Algebra: Remainder Theorem
Hello. I'm having a hard time with this problem. Please help. Thank you.
When a certain polynomial p(x) is divided by (x-1), remainder is 12. When the same polynomial is divided by (x-4), the remainder is 3. Find the remainder when the polynomial is divided by (x-1)(x-4).
When p(x) is divided by the
When p(x) is divided by the quadratic polynomial (x-1)(x-4) ,
you get a quotient Q(x) and a remainder R(x).
Since the divisor, (x-1)(x-4) , has degree 2,
the degree of r(x) has to be less than 2.

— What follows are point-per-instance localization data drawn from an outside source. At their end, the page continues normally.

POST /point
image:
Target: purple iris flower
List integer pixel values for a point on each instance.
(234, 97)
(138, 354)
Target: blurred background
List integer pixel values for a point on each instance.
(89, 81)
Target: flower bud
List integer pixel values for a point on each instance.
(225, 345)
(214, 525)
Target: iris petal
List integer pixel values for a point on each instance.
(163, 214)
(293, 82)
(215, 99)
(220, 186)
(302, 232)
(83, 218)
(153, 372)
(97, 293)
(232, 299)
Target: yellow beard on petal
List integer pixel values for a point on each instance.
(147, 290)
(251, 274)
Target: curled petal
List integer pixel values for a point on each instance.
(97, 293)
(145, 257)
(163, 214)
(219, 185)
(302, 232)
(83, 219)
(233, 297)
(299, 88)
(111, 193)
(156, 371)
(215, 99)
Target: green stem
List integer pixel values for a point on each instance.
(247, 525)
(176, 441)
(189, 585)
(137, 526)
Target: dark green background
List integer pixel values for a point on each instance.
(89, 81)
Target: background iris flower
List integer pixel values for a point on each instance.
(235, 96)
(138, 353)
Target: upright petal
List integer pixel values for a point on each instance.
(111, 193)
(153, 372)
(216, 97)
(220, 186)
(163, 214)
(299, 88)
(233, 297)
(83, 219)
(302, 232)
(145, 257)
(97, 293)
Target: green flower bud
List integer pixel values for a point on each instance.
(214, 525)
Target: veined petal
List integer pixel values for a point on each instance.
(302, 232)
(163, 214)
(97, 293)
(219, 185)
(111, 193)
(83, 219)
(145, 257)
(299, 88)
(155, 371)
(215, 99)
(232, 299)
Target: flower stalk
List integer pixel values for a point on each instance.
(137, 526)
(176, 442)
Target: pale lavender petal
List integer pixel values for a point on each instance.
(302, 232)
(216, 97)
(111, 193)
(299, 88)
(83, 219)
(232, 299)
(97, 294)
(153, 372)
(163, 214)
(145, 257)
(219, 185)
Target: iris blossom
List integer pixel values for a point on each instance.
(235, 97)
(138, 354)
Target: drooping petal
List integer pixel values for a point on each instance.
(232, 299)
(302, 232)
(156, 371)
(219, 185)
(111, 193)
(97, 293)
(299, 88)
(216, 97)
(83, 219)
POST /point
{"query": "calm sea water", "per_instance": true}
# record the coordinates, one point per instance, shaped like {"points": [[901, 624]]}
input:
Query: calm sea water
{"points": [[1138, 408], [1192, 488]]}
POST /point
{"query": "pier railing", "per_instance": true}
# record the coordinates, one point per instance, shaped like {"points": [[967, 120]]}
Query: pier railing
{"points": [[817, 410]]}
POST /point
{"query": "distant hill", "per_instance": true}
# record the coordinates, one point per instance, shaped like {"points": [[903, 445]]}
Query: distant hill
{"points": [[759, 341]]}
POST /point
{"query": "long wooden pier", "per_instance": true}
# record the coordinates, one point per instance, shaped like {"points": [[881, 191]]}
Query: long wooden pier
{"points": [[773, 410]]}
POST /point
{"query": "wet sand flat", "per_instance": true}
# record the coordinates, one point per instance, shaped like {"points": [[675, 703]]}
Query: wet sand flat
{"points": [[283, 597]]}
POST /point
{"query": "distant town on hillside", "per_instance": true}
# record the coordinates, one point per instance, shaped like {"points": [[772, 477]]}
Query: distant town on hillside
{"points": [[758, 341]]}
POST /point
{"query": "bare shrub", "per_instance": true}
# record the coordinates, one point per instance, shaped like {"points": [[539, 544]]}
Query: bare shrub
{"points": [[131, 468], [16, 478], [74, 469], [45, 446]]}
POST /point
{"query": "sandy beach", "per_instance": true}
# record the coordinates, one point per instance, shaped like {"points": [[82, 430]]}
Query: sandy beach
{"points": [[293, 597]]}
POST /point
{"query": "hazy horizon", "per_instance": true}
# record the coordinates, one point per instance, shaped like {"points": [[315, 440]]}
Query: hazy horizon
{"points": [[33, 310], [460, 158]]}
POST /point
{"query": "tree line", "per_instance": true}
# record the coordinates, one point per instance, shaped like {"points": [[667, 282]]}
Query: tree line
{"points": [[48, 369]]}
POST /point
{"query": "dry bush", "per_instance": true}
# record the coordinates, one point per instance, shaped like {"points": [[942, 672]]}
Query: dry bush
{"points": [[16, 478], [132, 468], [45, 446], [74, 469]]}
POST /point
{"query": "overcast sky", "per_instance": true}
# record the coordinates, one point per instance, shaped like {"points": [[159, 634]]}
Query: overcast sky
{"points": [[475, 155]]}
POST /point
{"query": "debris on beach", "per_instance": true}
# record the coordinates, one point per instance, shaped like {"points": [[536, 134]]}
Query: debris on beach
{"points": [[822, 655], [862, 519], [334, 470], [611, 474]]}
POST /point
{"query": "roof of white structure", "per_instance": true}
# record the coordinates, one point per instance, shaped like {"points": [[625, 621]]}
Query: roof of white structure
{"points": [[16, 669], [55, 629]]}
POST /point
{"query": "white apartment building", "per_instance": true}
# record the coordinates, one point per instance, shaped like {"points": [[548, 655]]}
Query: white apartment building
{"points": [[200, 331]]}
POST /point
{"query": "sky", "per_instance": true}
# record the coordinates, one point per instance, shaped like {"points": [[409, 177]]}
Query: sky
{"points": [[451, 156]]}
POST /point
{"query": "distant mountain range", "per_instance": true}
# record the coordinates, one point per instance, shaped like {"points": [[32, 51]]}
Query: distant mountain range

So, P(x)=Q(x)(x-1)(x-4)+R(x) , and R(x)=ax+b .
Putting it all together,
P(x)=Q(x)(x-1)(x-4)+ax+b .
Dividing by (x-1) leaves a remainder of 12, so
P(1)=12 , meaning that
Q(1)(1-1)(1-4)+a+b=12 , and a+b=12 .
Dividing by (x-1) leaves a remainder of 12, so
P(4)=3 , meaning that
Q(4)(4-1)(4-4)+4a+b=3 , and 4a+b=3 .
The system of equations formed by a+b=12 and 4a+b=3 has as a solution
a=-3 and b=15 .
So, the remainder is R(x)=-3x+15 .
Thank you very much! :)
In reply to When p(x) is divided by the by KMST
Thank you very much! :)